Glossary entry

Finesse

The ratio of the free spectral range to the FWHM linewidth of a single resonance. Quantifies resonator sharpness, set by round-trip losses.

Finesse is defined as

\mathcal{F} \;=\; \frac{\text{FSR}}{\Delta \nu_{1/2}},

where $\text{FSR}$ is the free spectral range and $\Delta \nu_{1/2}$ is the full-width half-maximum linewidth of one resonance.
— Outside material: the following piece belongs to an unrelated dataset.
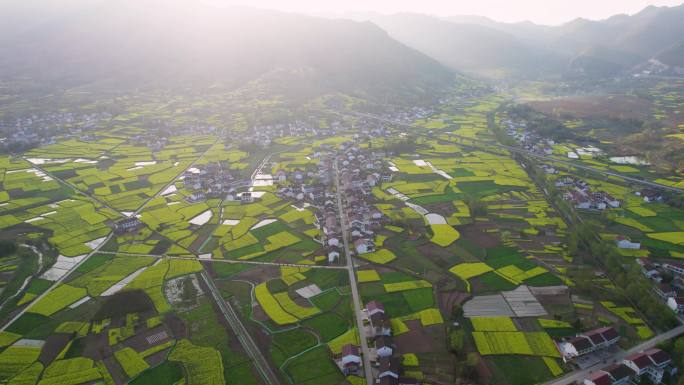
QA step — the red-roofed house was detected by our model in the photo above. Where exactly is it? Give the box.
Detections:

Both quantities must use matching units (frequency or wavelength).

Relation to quality factor:

\mathcal{F} \;=\; \frac{Q \cdot \text{FSR}}{\nu_0}.

Quality factor scales with resonator size (larger ring → higher $Q$ at fixed loss per unit length) but finesse does not: finesse is determined by per-round-trip loss alone.

For a Fabry–Pérot cavity with mirror power reflectivities $R_1$ , $R_2$ and no other intracavity loss:

\mathcal{F} \;=\; \frac{\pi (R_1 R_2)^{1/4}}{1 - \sqrt{R_1 R_2}}.

For $R_1 = R_2 = R$ , this simplifies to $\mathcal{F} \approx \pi / (1 - R)$ when $R$ is close to 1.

Typical values:

Resonator	Finesse
SOI ring resonator	50 – 1,000
SiN ring (high-Q)	1,000 – 30,000
Two-mirror FP, $R = 0.99$	313
Two-mirror FP, $R = 0.9999$	31,400
High-finesse atomic-physics cavity	$> 10^5$
Best-in-class crystalline microresonator	$> 10^6$

Finesse rather than $Q$ is the relevant figure of merit when comparing resonators of different sizes — a longer ring has higher $Q$ at fixed loss simply because more photons fit in it, but finesse captures the intrinsic mirror or loss quality.